Imagine if you could tell your phone to write an email to your mom, order dim sum takeout, or book your next Disneyworld vacation on its own? What if someday you asked your computer to research AI agents, write a1,700 word column about them for a major science fiction magazine, and then create an AI narrated podcast based on that column that you could post to your AI designed website? Just kidding—no current AI agent is that capable! But that’s the promise that agents like Perplexity’s Comet, Anthropic’s Claude 3.5, and Open AI’s Operator, among others, are making. While that someday is not necessarily tomorrow, its agents are much closer to reality than Tesla’s robot butlers.
AI agents are applications built on top of LLMs that can understand, plan, and execute tasks that you give them. Most important, they are autonomous. How do they do this without your guidance? First they try to understand the context of your request by gathering input and consulting databases. Some call this perceiving. They then analyze options and plans, perhaps using reasoning engines or machine learning to recognize patterns. Some call this thinking (don’t blame me!). Having arrived at a course of action, they take whatever steps they need to complete the task. If the task is sufficiently complex, agents may break it down into subtasks, delegating each to specialized agents or other digital tools, and then combining all outputs to finish the job.
There is a lot of computation under the surface of this oversimplified explanation, and language purists may well object to using words like “perceive” and “understand” and “think” when we are talking about LLMs. For those interested in more detail, click over to What are AI agents? or Understanding AI Agents: A Beginner’s Guide. Visual learners might like Jeff Su’s AI Agents, Clearly Explained.

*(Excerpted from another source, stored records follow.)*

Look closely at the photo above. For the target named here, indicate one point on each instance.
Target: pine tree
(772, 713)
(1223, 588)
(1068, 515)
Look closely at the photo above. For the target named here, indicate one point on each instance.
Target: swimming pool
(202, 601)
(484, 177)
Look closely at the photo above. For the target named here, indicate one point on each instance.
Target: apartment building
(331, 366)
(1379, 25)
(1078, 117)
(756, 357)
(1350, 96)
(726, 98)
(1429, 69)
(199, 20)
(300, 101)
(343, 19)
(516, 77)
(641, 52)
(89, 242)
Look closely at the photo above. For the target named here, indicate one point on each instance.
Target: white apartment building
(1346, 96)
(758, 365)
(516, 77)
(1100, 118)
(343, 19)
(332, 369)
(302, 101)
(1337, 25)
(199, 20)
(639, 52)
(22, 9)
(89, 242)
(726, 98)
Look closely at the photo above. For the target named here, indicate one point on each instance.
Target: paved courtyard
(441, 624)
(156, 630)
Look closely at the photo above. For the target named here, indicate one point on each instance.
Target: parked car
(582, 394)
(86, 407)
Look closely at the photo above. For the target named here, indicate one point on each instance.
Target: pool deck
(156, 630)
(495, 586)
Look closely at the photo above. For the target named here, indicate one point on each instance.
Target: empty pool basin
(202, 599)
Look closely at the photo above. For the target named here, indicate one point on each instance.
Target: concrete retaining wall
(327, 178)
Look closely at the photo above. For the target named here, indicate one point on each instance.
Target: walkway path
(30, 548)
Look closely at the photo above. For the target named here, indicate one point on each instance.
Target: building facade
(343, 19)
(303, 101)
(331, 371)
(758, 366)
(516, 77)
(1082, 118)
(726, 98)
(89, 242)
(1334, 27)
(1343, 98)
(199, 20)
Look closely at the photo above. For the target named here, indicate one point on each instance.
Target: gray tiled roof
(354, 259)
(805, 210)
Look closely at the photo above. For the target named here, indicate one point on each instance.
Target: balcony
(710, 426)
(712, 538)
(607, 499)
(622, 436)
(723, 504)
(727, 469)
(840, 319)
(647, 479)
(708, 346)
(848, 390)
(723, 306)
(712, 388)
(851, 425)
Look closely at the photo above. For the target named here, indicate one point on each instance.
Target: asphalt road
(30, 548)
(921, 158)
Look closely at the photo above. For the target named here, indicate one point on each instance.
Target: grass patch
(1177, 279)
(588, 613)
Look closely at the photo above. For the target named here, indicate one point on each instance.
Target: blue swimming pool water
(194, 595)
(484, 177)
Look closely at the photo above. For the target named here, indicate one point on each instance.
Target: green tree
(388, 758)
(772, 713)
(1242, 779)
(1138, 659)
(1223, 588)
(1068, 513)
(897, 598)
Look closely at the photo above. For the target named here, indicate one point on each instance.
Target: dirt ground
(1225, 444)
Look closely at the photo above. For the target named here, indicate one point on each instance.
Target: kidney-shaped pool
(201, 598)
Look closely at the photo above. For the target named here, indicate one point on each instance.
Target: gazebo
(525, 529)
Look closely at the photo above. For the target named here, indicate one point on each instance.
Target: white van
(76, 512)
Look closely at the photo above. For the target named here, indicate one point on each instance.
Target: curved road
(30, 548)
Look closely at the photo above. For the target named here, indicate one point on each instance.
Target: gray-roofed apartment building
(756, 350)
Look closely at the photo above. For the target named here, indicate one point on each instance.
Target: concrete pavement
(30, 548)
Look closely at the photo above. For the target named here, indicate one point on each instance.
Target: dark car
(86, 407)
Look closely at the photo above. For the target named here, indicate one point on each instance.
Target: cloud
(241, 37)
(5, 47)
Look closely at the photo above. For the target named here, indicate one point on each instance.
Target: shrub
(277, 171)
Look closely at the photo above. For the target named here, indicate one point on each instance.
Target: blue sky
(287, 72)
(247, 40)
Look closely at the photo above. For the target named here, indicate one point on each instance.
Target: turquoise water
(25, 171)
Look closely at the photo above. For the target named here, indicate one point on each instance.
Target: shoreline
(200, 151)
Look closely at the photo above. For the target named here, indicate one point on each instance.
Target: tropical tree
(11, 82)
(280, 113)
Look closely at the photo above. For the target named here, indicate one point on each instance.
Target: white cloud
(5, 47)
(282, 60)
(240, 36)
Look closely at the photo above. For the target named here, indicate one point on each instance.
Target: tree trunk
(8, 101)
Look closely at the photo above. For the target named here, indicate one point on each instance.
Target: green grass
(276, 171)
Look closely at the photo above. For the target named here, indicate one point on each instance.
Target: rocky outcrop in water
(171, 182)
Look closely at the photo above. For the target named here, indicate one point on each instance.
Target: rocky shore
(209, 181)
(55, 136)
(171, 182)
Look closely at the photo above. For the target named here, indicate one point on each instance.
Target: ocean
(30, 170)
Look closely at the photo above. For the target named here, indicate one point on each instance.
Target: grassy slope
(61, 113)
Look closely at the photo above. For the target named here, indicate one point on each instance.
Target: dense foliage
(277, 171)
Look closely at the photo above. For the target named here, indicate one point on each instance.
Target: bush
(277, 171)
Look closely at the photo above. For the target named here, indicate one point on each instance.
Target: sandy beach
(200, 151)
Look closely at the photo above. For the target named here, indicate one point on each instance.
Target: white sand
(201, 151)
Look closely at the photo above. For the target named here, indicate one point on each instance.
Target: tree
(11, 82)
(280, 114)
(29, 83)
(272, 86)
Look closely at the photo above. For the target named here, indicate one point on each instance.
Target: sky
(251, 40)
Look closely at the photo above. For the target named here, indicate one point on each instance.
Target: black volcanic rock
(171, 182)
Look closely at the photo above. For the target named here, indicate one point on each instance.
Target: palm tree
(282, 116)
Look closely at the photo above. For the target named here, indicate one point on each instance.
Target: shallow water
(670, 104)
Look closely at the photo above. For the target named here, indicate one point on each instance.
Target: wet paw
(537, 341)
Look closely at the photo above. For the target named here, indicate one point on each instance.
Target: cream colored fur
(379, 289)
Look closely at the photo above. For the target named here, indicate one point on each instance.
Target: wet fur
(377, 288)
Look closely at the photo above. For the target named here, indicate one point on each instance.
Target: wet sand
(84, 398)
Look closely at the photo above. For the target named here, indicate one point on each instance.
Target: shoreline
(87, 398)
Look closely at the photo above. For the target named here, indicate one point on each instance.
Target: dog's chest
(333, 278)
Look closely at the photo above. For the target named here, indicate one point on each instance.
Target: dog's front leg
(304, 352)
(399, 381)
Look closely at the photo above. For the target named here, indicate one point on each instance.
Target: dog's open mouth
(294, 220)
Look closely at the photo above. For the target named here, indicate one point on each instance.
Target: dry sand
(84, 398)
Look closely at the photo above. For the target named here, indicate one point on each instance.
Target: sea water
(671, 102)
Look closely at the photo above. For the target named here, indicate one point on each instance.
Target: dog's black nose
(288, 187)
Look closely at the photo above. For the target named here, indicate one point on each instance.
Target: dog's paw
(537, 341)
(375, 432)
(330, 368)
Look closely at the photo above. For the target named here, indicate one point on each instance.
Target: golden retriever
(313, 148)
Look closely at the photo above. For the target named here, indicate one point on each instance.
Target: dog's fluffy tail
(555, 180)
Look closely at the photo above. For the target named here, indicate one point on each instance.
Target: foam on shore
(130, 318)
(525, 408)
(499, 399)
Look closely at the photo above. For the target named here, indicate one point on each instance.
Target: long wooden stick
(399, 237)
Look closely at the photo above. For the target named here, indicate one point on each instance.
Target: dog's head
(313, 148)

Or just prompt Chat GPT to explain AI agents to you. Pro hint: tell it you’re a sophomore in high school.
exit
If the era of useful if not brilliant agents is indeed around the corner, what should we be worrying about? In addition to old concerns about AI bias and hallucinations, new kinds of privacy and security attacks are likely. As we saw, as part of completing a task, the agent may try to interface with other agents and various digital tools, leaving it vulnerable to malicious prompt injection and credential theft. More malware nightmares to keep you awake at night, especially since the bad guys will be using their agents to attack ours! Also, given their autonomy, some agents may behave aggressively or unpredictably, with embarrassing or even harmful overreach possible. Studies are already showing a correlation between AI usage and erosion of critical thinking among humans; widespread acceptance of agents might contribute to this problem and even affect our ability to plan and execute tasks due to our overreliance on them. Finally, agents are already disrupting the workplace and eliminating jobs. They will continue to do so.
Speaking of unemployment, while I am confident that no agent could write a better James Patrick Kelly column than me, it’s entirely possible that next year’s model could credibly fill this space—although not with all my witty asides and penetrating insights.
Let’s hope Sheila doesn’t read this!